An air strike by Saudi-led coalition forces on the offices of the Sana’a-based television station Yemen Today left a journalist and three others dead. Reports said the station was specifically targeted.
This statement was originally published on freemedia.at on 22 April 2015.
The International Press Institute (IPI) today condemned an air strike by Saudi-led coalition forces on the offices of the Sana’a-based television station Yemen Today that left a journalist and three others dead, and which reports said specifically targeted the station.
The air strike came amid the Saudi-led coalition’s four-week campaign against Houthi rebels who have seized Yemen’s capital. Journalist and presenter Mohammed Shamsan was killed in the attack, as were two guards and an accountant working for the station, Yemen Today reported on its website.
IPI Director of Advocacy and Communications Steven M. Ellis said that the reports that the station was deliberately targeted were “disturbing” and he called on international and Saudi authorities to conduct an independent investigation.

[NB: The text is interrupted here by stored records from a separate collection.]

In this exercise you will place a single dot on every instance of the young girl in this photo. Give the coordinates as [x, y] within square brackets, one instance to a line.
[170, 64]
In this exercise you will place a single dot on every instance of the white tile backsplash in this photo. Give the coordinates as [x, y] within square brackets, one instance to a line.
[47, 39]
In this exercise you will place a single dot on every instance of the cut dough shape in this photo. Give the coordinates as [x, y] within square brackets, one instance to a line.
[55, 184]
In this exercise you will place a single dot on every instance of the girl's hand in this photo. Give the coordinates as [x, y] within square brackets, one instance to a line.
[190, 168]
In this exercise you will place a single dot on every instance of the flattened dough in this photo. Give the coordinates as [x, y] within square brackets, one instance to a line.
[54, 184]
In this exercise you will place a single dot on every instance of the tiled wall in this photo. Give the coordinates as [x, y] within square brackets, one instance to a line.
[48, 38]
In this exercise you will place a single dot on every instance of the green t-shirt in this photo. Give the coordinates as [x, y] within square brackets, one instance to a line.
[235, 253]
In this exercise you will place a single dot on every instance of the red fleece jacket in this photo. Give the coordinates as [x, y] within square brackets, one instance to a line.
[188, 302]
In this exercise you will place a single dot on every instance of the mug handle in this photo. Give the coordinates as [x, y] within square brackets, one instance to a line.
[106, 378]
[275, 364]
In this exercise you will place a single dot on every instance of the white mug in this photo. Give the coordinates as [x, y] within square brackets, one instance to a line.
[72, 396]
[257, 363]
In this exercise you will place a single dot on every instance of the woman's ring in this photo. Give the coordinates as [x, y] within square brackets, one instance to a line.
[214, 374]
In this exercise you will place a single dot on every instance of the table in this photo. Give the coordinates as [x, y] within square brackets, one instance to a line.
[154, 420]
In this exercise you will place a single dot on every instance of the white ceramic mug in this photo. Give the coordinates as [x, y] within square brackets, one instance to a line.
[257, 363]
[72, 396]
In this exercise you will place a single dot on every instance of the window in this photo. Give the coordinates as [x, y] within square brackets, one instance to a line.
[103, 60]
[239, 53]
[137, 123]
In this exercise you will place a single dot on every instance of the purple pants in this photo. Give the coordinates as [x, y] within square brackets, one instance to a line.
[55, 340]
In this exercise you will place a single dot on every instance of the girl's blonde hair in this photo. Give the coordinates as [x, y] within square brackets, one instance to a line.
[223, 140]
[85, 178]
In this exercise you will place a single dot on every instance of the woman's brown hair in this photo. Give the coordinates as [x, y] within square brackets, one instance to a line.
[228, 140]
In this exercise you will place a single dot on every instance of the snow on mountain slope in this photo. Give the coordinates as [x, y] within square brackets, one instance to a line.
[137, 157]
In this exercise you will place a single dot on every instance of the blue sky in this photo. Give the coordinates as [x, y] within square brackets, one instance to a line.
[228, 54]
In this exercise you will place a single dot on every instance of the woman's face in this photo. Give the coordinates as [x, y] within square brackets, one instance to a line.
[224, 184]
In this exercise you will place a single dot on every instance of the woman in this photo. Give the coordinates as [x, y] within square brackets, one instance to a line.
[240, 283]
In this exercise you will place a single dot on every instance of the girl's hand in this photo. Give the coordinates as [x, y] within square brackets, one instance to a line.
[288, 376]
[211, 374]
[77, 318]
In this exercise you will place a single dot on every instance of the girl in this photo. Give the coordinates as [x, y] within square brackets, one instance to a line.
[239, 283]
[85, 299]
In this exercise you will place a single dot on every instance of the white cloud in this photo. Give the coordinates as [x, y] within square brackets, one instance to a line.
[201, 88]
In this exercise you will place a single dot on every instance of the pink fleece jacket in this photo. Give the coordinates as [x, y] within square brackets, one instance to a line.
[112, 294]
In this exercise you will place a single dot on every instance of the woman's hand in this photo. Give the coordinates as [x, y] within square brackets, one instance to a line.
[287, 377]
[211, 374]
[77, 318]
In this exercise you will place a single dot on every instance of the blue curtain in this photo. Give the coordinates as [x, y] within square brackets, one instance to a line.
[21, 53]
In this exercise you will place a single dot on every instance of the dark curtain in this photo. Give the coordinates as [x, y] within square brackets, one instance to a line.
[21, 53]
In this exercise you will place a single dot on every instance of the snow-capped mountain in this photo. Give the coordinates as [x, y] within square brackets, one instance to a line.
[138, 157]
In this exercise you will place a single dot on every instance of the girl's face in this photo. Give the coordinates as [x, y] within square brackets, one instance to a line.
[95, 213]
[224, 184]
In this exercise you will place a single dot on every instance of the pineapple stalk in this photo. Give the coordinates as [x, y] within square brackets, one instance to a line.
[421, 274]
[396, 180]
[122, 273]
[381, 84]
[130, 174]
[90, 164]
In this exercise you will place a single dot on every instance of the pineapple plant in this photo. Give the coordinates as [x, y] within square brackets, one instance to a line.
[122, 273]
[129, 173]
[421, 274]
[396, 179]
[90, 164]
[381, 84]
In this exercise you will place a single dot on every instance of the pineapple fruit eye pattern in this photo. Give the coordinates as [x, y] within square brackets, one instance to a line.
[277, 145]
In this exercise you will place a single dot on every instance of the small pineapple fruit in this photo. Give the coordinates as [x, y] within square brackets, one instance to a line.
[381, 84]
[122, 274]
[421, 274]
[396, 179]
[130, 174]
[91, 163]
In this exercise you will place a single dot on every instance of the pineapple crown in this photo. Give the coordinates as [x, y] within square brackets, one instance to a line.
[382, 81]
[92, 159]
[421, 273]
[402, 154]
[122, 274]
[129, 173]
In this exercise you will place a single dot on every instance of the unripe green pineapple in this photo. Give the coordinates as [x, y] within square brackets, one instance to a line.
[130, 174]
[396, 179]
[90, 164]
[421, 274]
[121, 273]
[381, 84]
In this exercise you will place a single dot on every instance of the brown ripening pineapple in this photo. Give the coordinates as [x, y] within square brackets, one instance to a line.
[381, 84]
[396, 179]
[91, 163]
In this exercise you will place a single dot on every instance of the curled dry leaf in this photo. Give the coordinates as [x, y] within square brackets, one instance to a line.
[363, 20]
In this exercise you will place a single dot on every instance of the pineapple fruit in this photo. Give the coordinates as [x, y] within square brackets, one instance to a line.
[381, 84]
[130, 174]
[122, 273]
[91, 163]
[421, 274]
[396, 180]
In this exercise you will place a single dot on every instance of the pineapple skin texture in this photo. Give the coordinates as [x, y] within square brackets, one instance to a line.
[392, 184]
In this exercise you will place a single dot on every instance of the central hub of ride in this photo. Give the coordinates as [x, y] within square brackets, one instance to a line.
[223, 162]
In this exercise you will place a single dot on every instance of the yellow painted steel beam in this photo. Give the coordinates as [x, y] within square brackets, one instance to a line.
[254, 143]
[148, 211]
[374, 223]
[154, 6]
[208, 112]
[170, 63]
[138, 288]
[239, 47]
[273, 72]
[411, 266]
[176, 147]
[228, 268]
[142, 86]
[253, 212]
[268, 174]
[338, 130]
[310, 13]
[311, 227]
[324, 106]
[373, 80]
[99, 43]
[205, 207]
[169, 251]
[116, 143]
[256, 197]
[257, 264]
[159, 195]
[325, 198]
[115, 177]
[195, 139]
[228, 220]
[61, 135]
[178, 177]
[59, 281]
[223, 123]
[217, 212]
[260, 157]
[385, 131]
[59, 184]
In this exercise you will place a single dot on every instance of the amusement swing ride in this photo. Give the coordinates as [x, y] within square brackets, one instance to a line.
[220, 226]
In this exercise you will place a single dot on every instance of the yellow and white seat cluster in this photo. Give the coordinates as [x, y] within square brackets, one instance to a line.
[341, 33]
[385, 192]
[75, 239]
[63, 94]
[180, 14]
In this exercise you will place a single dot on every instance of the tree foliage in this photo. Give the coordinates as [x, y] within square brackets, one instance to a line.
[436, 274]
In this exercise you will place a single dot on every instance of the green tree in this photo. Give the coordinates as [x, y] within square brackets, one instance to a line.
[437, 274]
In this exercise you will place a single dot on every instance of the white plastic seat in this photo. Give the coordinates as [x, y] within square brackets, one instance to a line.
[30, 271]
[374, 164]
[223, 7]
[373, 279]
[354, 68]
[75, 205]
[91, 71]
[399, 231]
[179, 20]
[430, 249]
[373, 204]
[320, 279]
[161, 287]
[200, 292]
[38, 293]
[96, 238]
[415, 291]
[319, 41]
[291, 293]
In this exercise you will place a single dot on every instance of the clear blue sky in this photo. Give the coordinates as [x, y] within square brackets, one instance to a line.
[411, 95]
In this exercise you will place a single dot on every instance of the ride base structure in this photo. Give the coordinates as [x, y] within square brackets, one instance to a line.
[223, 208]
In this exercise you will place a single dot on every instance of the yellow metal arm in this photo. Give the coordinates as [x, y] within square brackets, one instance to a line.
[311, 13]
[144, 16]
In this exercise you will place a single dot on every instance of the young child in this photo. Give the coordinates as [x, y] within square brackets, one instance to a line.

“Targeting journalists and news outlets – regardless of their political affiliation or the opinions they express – is absolutely unacceptable and we remind all parties to conflicts that an attack on journalists who are not themselves combatants is a violation of international law,” he said. “We welcome the fact that the Saudi-led coalition has now called an end to such air strikes, but anyone responsible for targeting journalists must be held to account.”
Yemen Today said that the four men killed in the air strike died “while performing their duties” and it referred to the Saudi actions as “brutal aggression”.
The Yemen Times reported that Yemen Today’s offices are in the same neighbourhood as the residence of the eldest son of former Yemen President Ali Abdullah Saleh, who is connected to the Houthi. Several media outlets said that the TV station politically supports the Houthi.
At least 40 people were killed and more were injured during Monday’s air campaign in Sana’a, the Yemen Times reported.
Two other journalists have been killed in Yemen since the beginning of 2015.
Abdul Kareem al-Khaiwani, a prominent Yemeni journalist with ties to the Houthi, was killed on March 18 close to his home in Sana’a. Media quoted police sources as saying that al-Khaiwani was shot dead by assailants on a motorbike. He had served as a representative of the Houthi group in a national dialogue conference on the future of Yemen.
On Jan. 4, Khalid Mohammed al Washali, a correspondent at Yemeni TV channel Al-Masirah, also aligned with the Houthi, was killed with three others when a bomb exploded in Dhamar.